You are close with this: "The problem is all the authorities (centers of power) who run the system and desire to CONTROL the people with this media. Eliminate 'money' and the people could relate as equals and then solve the societies problems with their creativity"
But you got it flip-flopped. Eliminate government, not money, and we will have peace and prosperity on earth.
Theory of Money and Credit
http://mises.org/books/tmc.pdf
It almost seems like there is a messianic complex there with the "crash JP Morgan" and now GIABO movement. Of course, I agree with buying silver and crashing Morgan.
The Israelites of old needed not the state until they so foolishly coveted one.
If you read William Engdahl's "Gods of Money", he very well describes essentially what the American Century was, it was that old corporate Council on Foreign Relations, military-industrial-complex, Rockefeller, etc. crew who took over the nation and killed multiple millions of people around the world. We could have definitely done without that.
The only Max material I've found useful has been the banker muckraking, but that is kind of where the buck stops. And it kind of gets tiring after a while. Some have said "controlled opposition."
I don't really like that Stacy chap either.
Just as I learned that geopolitics is one of the best ways to explain world events, discovery of the Austrian School seems to be the best way to explain economics.
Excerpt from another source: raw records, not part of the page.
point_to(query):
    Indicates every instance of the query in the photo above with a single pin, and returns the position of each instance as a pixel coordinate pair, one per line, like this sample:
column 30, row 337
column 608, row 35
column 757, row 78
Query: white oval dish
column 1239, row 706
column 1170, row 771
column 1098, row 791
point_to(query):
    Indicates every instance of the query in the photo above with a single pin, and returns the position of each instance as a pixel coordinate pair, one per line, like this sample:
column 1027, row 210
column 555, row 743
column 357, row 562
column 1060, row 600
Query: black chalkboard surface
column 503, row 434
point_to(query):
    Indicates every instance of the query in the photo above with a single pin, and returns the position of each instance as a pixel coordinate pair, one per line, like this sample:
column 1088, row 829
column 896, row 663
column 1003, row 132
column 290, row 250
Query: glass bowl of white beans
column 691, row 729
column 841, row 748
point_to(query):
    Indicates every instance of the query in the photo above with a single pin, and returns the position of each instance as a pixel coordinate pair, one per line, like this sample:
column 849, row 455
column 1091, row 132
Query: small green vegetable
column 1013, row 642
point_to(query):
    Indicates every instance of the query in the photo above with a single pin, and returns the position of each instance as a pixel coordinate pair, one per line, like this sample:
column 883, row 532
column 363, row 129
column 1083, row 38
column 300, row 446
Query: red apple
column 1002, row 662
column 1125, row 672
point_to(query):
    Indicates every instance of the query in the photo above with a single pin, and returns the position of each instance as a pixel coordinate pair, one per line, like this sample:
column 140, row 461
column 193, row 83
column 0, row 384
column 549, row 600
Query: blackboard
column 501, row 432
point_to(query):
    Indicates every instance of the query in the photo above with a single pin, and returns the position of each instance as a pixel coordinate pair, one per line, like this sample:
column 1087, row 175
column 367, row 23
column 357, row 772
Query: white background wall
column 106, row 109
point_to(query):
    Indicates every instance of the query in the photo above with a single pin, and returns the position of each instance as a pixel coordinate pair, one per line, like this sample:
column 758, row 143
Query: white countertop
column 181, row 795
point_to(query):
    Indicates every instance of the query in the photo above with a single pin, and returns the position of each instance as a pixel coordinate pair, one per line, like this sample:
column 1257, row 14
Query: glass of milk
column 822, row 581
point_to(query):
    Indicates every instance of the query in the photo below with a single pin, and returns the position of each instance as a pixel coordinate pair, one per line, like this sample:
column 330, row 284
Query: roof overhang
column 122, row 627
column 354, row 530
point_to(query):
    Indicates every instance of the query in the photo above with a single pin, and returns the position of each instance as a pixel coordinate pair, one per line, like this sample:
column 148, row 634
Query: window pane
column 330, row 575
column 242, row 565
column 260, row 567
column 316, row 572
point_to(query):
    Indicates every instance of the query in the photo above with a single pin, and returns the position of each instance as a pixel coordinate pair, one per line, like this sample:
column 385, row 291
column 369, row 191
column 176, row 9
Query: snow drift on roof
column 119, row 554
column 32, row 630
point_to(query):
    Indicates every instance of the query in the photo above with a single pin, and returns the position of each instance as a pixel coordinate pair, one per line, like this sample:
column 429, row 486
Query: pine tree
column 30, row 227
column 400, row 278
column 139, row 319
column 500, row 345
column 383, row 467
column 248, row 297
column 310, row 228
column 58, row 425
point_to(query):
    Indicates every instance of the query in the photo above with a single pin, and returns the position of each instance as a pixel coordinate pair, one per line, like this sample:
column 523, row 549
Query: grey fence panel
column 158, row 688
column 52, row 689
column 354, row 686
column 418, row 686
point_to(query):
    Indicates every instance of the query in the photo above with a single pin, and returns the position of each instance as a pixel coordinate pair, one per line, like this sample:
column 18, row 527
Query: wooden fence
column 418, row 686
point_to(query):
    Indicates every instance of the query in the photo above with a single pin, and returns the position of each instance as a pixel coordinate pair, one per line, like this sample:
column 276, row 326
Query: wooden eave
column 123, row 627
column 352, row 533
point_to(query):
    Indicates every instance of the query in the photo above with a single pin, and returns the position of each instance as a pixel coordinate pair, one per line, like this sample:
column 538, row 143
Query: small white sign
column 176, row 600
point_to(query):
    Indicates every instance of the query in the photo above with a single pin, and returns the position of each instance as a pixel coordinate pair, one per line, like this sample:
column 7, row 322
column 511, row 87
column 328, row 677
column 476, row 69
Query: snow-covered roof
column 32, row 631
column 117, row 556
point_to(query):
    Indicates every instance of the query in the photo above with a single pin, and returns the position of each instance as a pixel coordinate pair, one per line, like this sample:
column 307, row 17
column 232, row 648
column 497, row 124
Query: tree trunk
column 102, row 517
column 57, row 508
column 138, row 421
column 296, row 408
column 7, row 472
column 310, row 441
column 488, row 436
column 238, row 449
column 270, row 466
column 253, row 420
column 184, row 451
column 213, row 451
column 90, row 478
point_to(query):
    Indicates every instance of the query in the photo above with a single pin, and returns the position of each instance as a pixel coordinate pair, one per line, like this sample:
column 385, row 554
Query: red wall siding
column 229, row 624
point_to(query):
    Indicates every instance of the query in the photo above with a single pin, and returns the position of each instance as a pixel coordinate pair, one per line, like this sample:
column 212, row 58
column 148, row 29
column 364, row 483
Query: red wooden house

Max identifies the problem as: Govts.--which he believes were originally est. by and for "the people" (i.e., Everyman)--have been subverted by Evil Corporations which now own and control them.
HIs solution: "We the people" need to go march in the street and demand this same Corporate-owned govt. pass more laws/regulations on top of the 10's of thousands already on the books--ahhh, but THESE laws and regulations...well, THESE will be the magical ones which solve the problem!
Questions for Max:
Why do you think the Corporate-owned govt. (this is YOUR assertion not mine!) would ever pass laws/regs that would seriously put a hurting on the SAME Evil Corporations which own them?
What makes you think YOUR preferred laws/regulations would do any more good than the 1000's of regulations that have been passed every year for decades?
You know, that was approximately what I thought (your point of view) of the problems too, a while ago...
Then I attempted to imagine I am building a country, a new country. I asked myself how would I secure it from what ills us today? What specific mechanisms and protections must be in place?
What I have realized was somewhat darker.
I now believe that most if not of our problems were not given to us by corporations, or even the government, but instead, by the people themselves, or more properly by the large part of "the people" that wanted something the easy way, and then knowingly or unknowingly agreed to how specifically that can be achieved.
What you seem to be saying is that some form of slavery (that's all govt. really is) is inevitable.
That humanity is forever doomed to be lorded over by a small ruling-class which plays the divide-and-conquer game.
You are right that folks, generally, choose the path-of-least-resistance. However, very few take this to the extreme and predate on others. I think this is the key thing to remember.
Most folks reject violence, the problem is that they've been conditioned (esp. in the last 100 or so years w/the expansion/domination of govt.-indoctrination/schooling) to overlook the violence which underpins the political system.
I guess the hope of liberty-lovers is that humanity will, eventually, come to see this violence and reject it...remember, chattel slavery existed for 1000's of years before disappearing...but disappear it did.